On Monday Eure introduced House Bill 774, the “Mississippi Mobile Sports Wagering Act.”

The Gaming Committee approved the bill Tuesday, and it went to the floor for a vote Thursday.

Eure amended the bill before the vote so taxes from online sports betting would benefit all of Mississippi rather than just the handful of counties — including Harrison and Hancock — where the 26 casinos are located.

The original proposal was to follow the existing formula and send 8% of gross revenues from online sports betting to the state general fund and 4% to the local municipalities where the casino is located.

“Instead of sending it to the locals, we’re just sending it back to roads and bridges,” Eure said.

All 12 percent of the tax, which he estimates could range from $25 million to $50 million annually, would go into the emergency road and bridge fund.

In 2015, the state legislature diverted $36 million a year from the casino fund, earmarked to improve roads leading to the casinos, and uses it to back bonds to build and repair bridges in other areas of the state.

Demand is there

With neighboring states Louisiana, Tennessee and Arkansas already operating online sports betting, Eure said, it’s time for Mississippi to approve it. Online sports betting has been legal since January 2022 in Louisiana and now 90% of all sports wagers are made on a mobile app.

“The people of Mississippi want it,” Eure said. In his 14 years in office, Eure said he’s had more people call him from across the state asking for online wagering than for any other legislation.

“Mississippi is looked at as a model in the gaming industry,” he said, and he’s worked four years to craft the legislation for this bill.

“My number one goal is to protect our bricks and mortar casinos in Mississippi,” Eure said. This bill does a good job of that, he said.

This rendering shows the sleek new betting area coming in the new DraftKings retail sportsbook at Golden Nugget Casino Biloxi. Legislation was introduced this week that would allow online sports betting in Mississippi.
This rendering shows the sleek new betting area coming in the new DraftKings retail sportsbook at Golden Nugget Casino Biloxi. Legislation was introduced this week that would allow online sports betting in Mississippi.

How it would work

The major provisions are:

The bill applies to online sports and race bets

Wagers would have to go through one of the Mississippi casinos. “It does not cut them out,” he said.

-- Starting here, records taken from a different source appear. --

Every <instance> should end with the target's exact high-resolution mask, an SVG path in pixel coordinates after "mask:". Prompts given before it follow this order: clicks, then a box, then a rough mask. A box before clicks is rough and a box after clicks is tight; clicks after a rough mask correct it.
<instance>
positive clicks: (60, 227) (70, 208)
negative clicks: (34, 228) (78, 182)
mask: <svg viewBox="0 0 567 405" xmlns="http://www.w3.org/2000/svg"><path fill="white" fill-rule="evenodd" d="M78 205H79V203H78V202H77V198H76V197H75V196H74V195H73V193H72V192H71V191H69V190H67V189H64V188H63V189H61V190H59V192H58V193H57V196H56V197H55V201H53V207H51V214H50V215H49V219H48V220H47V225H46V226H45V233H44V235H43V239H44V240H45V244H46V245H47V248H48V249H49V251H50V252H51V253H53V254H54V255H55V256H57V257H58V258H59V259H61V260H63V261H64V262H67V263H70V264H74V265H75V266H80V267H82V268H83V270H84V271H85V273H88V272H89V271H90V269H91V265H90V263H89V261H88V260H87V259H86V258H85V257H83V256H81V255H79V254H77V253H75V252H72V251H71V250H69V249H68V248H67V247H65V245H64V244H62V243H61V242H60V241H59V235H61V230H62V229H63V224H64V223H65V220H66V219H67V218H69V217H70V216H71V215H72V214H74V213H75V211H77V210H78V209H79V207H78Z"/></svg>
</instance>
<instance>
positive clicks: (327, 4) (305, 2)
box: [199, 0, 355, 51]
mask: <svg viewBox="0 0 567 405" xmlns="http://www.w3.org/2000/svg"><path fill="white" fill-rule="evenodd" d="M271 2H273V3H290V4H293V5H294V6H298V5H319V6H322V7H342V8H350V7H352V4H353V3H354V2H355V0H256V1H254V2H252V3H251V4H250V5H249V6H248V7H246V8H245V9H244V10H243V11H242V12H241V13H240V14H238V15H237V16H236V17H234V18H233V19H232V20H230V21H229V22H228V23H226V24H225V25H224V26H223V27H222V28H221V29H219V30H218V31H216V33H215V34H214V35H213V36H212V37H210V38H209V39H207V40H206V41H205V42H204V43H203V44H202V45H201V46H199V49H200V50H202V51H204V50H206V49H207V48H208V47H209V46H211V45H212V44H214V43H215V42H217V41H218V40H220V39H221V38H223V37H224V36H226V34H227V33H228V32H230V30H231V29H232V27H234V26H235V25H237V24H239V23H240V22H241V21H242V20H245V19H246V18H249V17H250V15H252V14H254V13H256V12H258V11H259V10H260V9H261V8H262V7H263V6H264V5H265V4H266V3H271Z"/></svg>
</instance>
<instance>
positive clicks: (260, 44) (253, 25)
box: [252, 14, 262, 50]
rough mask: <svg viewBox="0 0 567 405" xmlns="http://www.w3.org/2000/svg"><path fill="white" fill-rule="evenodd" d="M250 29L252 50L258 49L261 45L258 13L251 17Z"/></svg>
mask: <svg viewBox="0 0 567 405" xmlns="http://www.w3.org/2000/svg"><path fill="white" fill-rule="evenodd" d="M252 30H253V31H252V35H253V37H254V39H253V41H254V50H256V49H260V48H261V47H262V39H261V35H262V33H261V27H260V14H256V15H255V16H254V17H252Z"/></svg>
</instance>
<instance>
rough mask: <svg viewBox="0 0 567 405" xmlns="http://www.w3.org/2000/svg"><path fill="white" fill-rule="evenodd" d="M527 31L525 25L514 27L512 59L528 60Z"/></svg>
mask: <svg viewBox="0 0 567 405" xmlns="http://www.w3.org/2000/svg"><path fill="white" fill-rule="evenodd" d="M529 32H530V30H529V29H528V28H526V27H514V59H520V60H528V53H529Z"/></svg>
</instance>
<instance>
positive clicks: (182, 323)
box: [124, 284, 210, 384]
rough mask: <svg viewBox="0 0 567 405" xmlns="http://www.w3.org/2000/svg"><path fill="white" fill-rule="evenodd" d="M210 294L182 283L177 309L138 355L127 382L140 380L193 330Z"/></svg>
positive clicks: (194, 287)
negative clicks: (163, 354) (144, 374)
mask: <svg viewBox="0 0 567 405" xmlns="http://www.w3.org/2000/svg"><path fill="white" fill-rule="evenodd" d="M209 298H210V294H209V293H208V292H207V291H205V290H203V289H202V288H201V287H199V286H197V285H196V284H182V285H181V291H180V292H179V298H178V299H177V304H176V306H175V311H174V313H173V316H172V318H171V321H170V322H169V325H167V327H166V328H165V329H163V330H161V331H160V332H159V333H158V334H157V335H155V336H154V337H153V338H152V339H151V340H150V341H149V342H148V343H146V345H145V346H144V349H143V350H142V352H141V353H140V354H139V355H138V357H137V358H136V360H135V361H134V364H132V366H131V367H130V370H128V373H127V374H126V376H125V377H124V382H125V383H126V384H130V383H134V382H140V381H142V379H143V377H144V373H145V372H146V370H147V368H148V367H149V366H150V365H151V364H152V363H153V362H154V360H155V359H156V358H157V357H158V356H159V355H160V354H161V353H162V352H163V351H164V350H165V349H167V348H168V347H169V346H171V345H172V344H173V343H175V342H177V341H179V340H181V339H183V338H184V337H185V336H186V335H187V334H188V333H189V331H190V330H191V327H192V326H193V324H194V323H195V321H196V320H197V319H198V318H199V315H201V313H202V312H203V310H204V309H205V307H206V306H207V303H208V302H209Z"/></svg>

Players would be required to provide ID and age verification to show they are 21 or older to establish an account and be allowed to wager.

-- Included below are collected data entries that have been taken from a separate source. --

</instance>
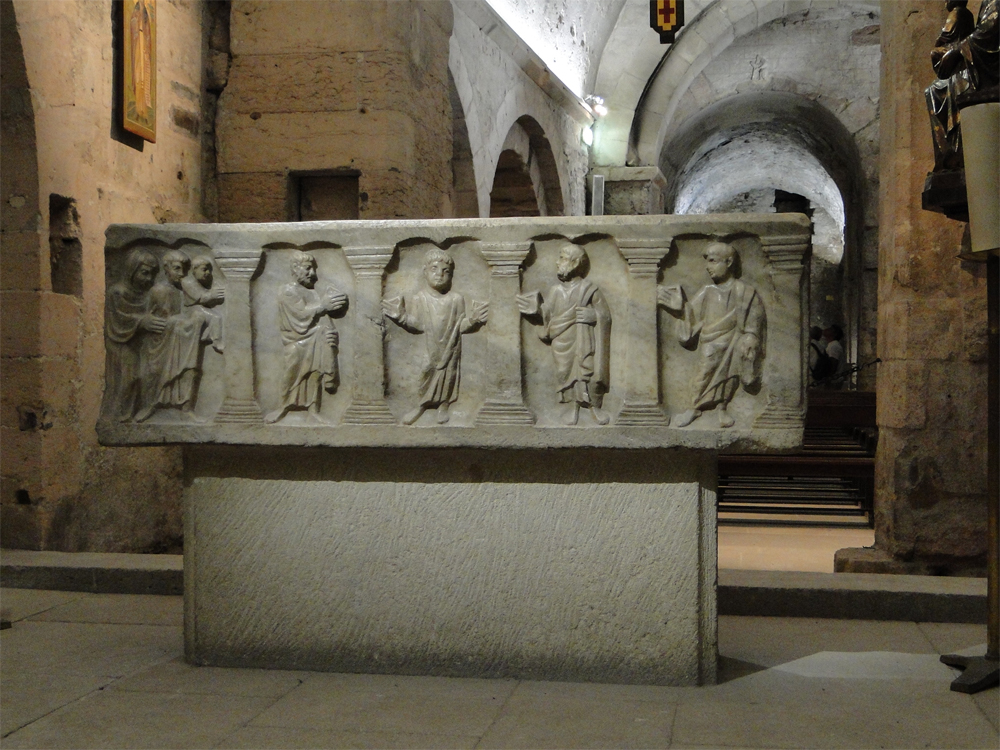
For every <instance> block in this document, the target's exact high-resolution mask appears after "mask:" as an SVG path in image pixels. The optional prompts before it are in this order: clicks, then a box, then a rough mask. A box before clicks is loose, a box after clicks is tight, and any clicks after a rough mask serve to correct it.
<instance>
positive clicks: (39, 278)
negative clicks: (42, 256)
mask: <svg viewBox="0 0 1000 750" xmlns="http://www.w3.org/2000/svg"><path fill="white" fill-rule="evenodd" d="M41 241H42V238H41V236H40V235H39V233H38V232H37V231H35V230H34V229H32V230H25V231H13V232H8V231H6V229H5V231H4V232H3V236H2V239H0V242H2V243H3V253H2V254H0V288H2V289H3V290H4V291H6V290H10V291H23V292H32V291H40V290H41V289H43V288H44V286H43V274H42V266H41V255H40V253H39V249H40V245H39V243H40V242H41ZM46 270H47V269H46ZM45 275H46V276H47V275H48V274H45Z"/></svg>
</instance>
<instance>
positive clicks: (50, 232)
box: [49, 193, 83, 297]
mask: <svg viewBox="0 0 1000 750" xmlns="http://www.w3.org/2000/svg"><path fill="white" fill-rule="evenodd" d="M81 235H82V232H81V230H80V215H79V214H78V213H77V210H76V200H74V199H73V198H67V197H65V196H62V195H56V194H55V193H52V194H51V195H49V270H50V273H51V279H52V291H53V292H57V293H58V294H72V295H74V296H76V297H82V296H83V243H82V242H81V240H80V237H81Z"/></svg>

Players can establish an account in person at a licensed casino or over the internet at Mississippi casino websites.

Mississippi casinos can use Draft Kings, FanDuel or one of the other platforms to accept wagers.

Players must be in Mississippi to place a wager, and the casinos and their platforms shall pay the costs to maintain geofencing or geolocating services to ensure the wager is made in the state.

How the bill was drafted

Since sports betting was legalized inside Mississippi casinos in 2018, bills were introduced, but never passed, to allow online wagering on sports.

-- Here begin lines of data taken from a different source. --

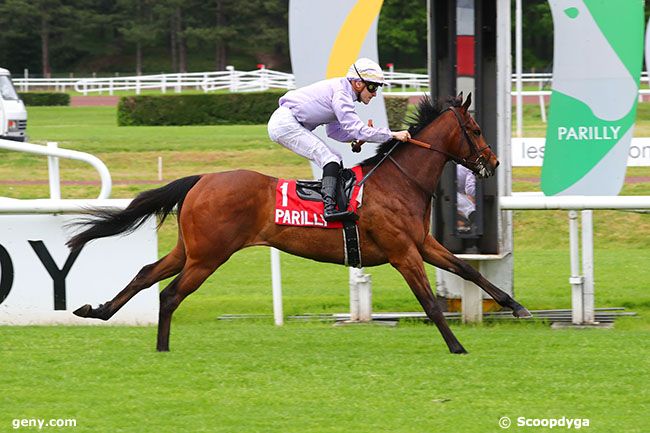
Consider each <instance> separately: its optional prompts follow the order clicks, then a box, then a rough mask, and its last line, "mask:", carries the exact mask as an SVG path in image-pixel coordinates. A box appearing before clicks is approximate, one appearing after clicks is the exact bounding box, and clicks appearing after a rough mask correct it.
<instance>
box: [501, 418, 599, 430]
mask: <svg viewBox="0 0 650 433" xmlns="http://www.w3.org/2000/svg"><path fill="white" fill-rule="evenodd" d="M513 424H514V425H515V426H517V427H530V428H536V427H543V428H547V429H552V428H557V429H567V430H571V429H575V430H580V429H581V428H583V427H589V418H567V417H565V416H563V417H561V418H527V417H525V416H520V417H517V418H516V419H515V420H514V421H513V420H512V419H510V417H507V416H502V417H501V418H499V427H501V428H502V429H509V428H510V427H511V426H512V425H513Z"/></svg>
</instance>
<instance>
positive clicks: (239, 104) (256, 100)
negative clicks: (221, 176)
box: [117, 91, 284, 126]
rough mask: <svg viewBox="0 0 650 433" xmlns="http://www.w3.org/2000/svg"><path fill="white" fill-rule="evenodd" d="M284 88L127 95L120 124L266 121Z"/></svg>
mask: <svg viewBox="0 0 650 433" xmlns="http://www.w3.org/2000/svg"><path fill="white" fill-rule="evenodd" d="M283 94H284V92H282V91H278V92H276V91H271V92H255V93H218V94H205V95H160V96H125V97H122V98H120V102H119V104H118V107H117V123H118V125H120V126H137V125H215V124H217V125H218V124H263V123H266V122H267V121H268V120H269V117H271V114H272V113H273V111H275V109H276V108H277V107H278V99H279V98H280V96H282V95H283Z"/></svg>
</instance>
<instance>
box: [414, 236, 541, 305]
mask: <svg viewBox="0 0 650 433" xmlns="http://www.w3.org/2000/svg"><path fill="white" fill-rule="evenodd" d="M420 253H421V254H422V258H424V260H425V261H426V262H427V263H429V264H431V265H433V266H435V267H437V268H440V269H443V270H445V271H449V272H452V273H454V274H456V275H458V276H459V277H461V278H464V279H466V280H468V281H471V282H472V283H474V284H476V285H477V286H479V287H480V288H481V289H483V290H485V292H487V293H488V294H489V295H490V296H492V298H494V300H495V301H497V303H498V304H499V305H501V306H502V307H505V308H510V309H511V310H512V315H513V316H515V317H519V318H525V317H532V314H530V312H529V311H528V310H527V309H526V308H524V307H523V306H522V305H521V304H520V303H518V302H517V301H515V300H514V299H512V297H511V296H510V295H508V294H507V293H506V292H504V291H503V290H501V289H499V288H498V287H497V286H495V285H494V284H492V283H491V282H489V281H488V280H487V279H486V278H485V277H484V276H483V275H481V273H480V272H478V271H477V270H476V269H474V268H473V267H471V266H470V265H469V264H467V263H466V262H464V261H463V260H461V259H459V258H458V257H456V256H455V255H453V254H452V253H451V252H449V250H447V249H446V248H445V247H443V246H442V245H440V243H439V242H438V241H436V240H435V239H434V238H433V236H431V235H427V237H426V239H425V240H424V243H423V244H422V246H421V248H420Z"/></svg>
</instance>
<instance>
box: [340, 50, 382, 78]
mask: <svg viewBox="0 0 650 433" xmlns="http://www.w3.org/2000/svg"><path fill="white" fill-rule="evenodd" d="M355 67H356V69H355ZM357 72H358V73H357ZM345 77H346V78H348V79H351V80H359V79H360V78H359V77H361V78H362V79H363V80H366V81H369V82H372V83H377V84H385V81H384V72H383V71H382V70H381V68H380V67H379V65H378V64H377V63H375V62H374V61H372V60H370V59H368V58H366V57H362V58H360V59H359V60H357V61H356V62H354V63H353V64H352V65H351V66H350V67H349V68H348V73H347V75H346V76H345Z"/></svg>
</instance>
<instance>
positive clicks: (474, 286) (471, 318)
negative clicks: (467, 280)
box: [461, 260, 483, 323]
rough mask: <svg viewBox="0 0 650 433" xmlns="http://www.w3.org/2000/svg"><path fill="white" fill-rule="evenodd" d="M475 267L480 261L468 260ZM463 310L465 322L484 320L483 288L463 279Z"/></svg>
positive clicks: (480, 321) (462, 293)
mask: <svg viewBox="0 0 650 433" xmlns="http://www.w3.org/2000/svg"><path fill="white" fill-rule="evenodd" d="M467 263H468V264H469V265H471V266H472V267H473V268H476V267H477V266H478V262H476V261H474V260H471V261H470V260H468V261H467ZM461 299H462V301H461V304H462V305H461V310H462V316H463V323H481V322H482V321H483V294H482V293H481V288H480V287H478V286H477V285H476V284H474V283H472V282H471V281H467V280H463V293H462V295H461Z"/></svg>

In 2023, the state Legislature approved a study group to decide how Mississippi would handle online sports betting. Three hearings were held in the offseason and Eure said the ideas of Jay McDaniel, chairman of the Mississippi Gaming Commission, and other experts went into his bill.

A few casinos — less than 15% — are still hesitant to allow sports betting online, he said. But reports show Mississippi is losing money by not offering online wagering, Eure said.

Mississippi is the No. 1 state for Google searches for offshore online gambling, he said, with six of the top 10 searches in the U.S. coming from Gulfport and other cities in Mississippi.

In Louisiana and other states where online sports betting is legal, it was just the opposite, he said. Instead, 80% of the searches are for where to place bets with legal sportsbooks, he said.

Eure estimates Mississippi could see online sports betting becoming a $20-$30 million industry, with profits taxed at 12 percent, instead of the money going illegally offshore or to bookies.